More precisely, now is when the struggle really begins. The mainstream media is writing everywhere that the Roşia Montană problem has been resolved. Clever move, but not for us. The corporation and the state try to destroy the movement through misinformation and lies. This is what RMGC wants: they want to make us appear like crétins, and the truth to be buried under 6 feet of mud and cyanide. They try to pitch our friends and colleagues against us. The corporations’ “miners” even said that they will block the entrance into Roşia Montană — of course, they were ordered to say this. A couple of hours ago, we got some reports that stated that architects and volunteers that work on preserving the old houses in the village, were spat on, cursed at, and threatened. They are afraid, as they don’t know what will happen next.

We don’t know what tomorrow holds for us. Nor what the future will look like. But we will continue to protest, to struggle, to organize better and better, until victory will be ours, as the truth already is!

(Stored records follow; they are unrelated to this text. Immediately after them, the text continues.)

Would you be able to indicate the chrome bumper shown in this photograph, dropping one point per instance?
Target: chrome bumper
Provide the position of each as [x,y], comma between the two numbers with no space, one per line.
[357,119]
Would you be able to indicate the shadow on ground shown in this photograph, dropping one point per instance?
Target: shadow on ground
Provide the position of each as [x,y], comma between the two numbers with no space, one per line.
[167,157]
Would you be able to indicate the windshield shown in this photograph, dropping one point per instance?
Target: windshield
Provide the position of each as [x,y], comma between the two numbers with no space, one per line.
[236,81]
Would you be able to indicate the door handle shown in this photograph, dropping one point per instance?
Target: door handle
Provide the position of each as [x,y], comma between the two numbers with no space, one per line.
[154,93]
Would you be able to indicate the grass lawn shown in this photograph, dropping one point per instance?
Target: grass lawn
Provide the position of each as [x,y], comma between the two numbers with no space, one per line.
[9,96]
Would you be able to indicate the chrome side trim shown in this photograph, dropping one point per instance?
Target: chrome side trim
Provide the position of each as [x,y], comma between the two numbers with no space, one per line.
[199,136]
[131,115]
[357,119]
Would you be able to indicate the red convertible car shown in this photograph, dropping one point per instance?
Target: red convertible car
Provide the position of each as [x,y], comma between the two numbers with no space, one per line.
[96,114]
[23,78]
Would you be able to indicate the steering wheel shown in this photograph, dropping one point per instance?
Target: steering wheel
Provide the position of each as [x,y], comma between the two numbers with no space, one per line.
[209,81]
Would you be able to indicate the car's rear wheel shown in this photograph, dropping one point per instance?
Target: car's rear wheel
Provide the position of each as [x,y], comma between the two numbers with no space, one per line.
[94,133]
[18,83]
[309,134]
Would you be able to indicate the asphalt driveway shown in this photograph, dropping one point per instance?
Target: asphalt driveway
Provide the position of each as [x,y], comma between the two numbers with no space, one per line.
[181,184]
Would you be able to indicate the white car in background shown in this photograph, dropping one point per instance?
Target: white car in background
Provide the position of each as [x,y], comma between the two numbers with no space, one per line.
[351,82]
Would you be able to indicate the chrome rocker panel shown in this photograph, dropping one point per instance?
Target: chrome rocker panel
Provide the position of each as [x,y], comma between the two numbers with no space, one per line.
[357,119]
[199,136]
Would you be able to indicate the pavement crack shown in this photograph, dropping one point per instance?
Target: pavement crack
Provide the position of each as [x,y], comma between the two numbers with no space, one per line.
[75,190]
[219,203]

This is a message for international solidarity. If we all are united against our common enemies, the State and Capital, one day we could bring a better world in the place of the current one. Our commons are under attack: education, land, nature, water, health care, just to name a few. Faced with this new wave of primitive accumulation we must resist united and strong!

And so the motto of the resistance is: “The Revolution begins at Roşia Montană!”